Le même jour que Jacques François, « Le film club » de David Gilmour. Pas le David Gilmour de Pink Floyd, un homonyme canadien, journaliste de profession. Qui passe un pacte avec son fils : j’accepte que tu arrêtes le lycée, mais on regarde trois films ensemble par semaine. C’est le père qui a la main sur la télécommande. “Les Quatre Cents Coups”, “Basic Instinct”, “Crimes et Délits”, “Citizen Kane”, “Qui a peur de Virginia Wolf”…
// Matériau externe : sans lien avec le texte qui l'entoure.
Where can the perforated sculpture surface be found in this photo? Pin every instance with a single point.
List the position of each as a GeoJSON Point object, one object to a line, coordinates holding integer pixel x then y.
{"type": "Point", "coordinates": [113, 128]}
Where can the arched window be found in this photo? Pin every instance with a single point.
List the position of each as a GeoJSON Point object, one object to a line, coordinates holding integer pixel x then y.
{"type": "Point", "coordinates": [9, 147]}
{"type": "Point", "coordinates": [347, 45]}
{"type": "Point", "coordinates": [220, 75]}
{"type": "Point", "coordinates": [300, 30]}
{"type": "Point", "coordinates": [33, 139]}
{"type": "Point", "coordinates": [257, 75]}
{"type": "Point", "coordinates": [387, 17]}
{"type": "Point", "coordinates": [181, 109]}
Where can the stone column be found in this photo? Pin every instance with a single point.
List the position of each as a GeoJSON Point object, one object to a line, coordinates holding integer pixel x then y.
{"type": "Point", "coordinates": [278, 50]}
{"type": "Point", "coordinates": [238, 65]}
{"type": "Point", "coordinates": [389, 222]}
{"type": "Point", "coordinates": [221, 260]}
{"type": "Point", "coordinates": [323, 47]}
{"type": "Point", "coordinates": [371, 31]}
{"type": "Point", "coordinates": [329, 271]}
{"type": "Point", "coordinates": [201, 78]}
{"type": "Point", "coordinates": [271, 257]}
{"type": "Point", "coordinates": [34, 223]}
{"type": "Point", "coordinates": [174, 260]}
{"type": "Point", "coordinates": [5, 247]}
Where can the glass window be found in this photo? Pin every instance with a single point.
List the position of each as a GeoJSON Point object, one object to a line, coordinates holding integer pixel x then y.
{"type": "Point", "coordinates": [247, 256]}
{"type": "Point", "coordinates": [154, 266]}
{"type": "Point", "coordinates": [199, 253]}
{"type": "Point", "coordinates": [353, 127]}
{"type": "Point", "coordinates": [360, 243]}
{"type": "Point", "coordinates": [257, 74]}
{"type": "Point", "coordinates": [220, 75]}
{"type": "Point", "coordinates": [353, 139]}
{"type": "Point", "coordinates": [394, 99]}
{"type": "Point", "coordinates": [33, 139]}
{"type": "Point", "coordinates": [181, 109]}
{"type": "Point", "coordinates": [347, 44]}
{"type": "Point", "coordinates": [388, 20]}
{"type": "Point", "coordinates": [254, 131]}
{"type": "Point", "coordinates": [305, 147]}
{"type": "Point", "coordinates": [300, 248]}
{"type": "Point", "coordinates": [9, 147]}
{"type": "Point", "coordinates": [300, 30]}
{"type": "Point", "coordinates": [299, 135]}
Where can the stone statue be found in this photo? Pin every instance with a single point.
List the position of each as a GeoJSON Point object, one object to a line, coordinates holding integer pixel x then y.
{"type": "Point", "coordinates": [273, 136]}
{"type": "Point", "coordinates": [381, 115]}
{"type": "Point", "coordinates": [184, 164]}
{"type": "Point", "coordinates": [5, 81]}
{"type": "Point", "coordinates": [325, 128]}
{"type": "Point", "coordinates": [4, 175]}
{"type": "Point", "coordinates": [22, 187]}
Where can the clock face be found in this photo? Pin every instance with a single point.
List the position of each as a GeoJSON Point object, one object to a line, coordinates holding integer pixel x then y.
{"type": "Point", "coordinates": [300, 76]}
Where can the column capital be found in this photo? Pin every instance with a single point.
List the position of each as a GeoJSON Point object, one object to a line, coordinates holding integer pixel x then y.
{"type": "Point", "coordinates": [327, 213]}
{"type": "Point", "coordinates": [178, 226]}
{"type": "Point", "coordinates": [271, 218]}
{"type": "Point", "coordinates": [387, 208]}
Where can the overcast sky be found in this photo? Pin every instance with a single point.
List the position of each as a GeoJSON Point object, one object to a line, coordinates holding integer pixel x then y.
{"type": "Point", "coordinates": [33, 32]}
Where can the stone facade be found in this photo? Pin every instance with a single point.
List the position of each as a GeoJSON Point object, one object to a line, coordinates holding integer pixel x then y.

« Le film club » est un récit autobiographique. La couverture est laide. La traduction depuis l’anglais est trop littérale : elle est parsemée de tournures de phrases assez vilaines. Le récit s’égare quand il s’intéresse à la vie sentimentale du fils (dont le lecteur se fiche complètement). Mais l’essentiel est ailleurs : dans la passation, d’une génération à une autre, d’un patrimoine constitué de rêves et de frissons.
Si je n’ai jamais barbé mes enfants avec mes goûts musicaux (mis à part le claveçin, chaque fois qu’ils n’avaient pas aidé à mettre le couvert), j’ai toujours tenu à leur montrer ce qui m’avait plu à leur âge, sans oublier que la série avait supplanté le film dans leur imaginaire. Je leur ai montré « Le Prisonnier », « Chapeau melon et bottes de cuir », « La Quatrième dimension ». Et puis, au fur et à mesure qu’ils grandissaient, j’ai poursuivi avec « Twin Peaks » et « L’Hôpital et ses fantômes ». S’ils ont bien évidemment critiqué mes choix (N’est-ce pas le devoir des enfants que de remettre en question les choix de leurs parents ?), ils se sont rendus compte à leur corps défendant qu’un récit n’est pas toujours linéaire, une intrigue pas toujours résolue et un héros pas toujours irréprochable. Qui a tué Laura Palmer ? La peur de ressembler à Donna, sa meilleure amie.
En parcourant « Le film club », je n’ai pas pu m’empêcher, à chaque page, de me demander : est-ce que j’aurais fait pareil ? “Basic Instinct”, ah bon ? “Le dernier tango à Paris”, vraiment ?
Avec mon fils, le film club revient entre deux séries Marvel sur Disney +. Dimanche dernier, je lui ai laissé le choix entre “Scarface”, “Taxi Driver”, “L’Homme des hautes plaines”, “There Will Be Blood et “The Revenant”. Il a écarté le premier d’emblée : à force d’en avoir vu des extraits, il avait l’impression de connaitre le film par cœur (Youtube, fossoyeur du spectateur). Il a choisi le dernier, presque à contrecœur : il avait peur de s’ennuyer (J’ai cru entendre parler Jesse, le fils de David Gilmour). Quand Leonardo s’est fait aplatir par le grizzly, je ne l’ai pas entendu soupirer.
J’ai bon espoir d’arriver à lui vendre “There Will Be Blood” le week-end prochain, sur la foi de Paul Dano que nous avons découvert dans “Little Miss Sunshine” et que nous avons retrouvé dans “The Batman”.
Avec sa mère, nous avons trouvé son prénom un soir en regardant “Le voleur de bicyclette”.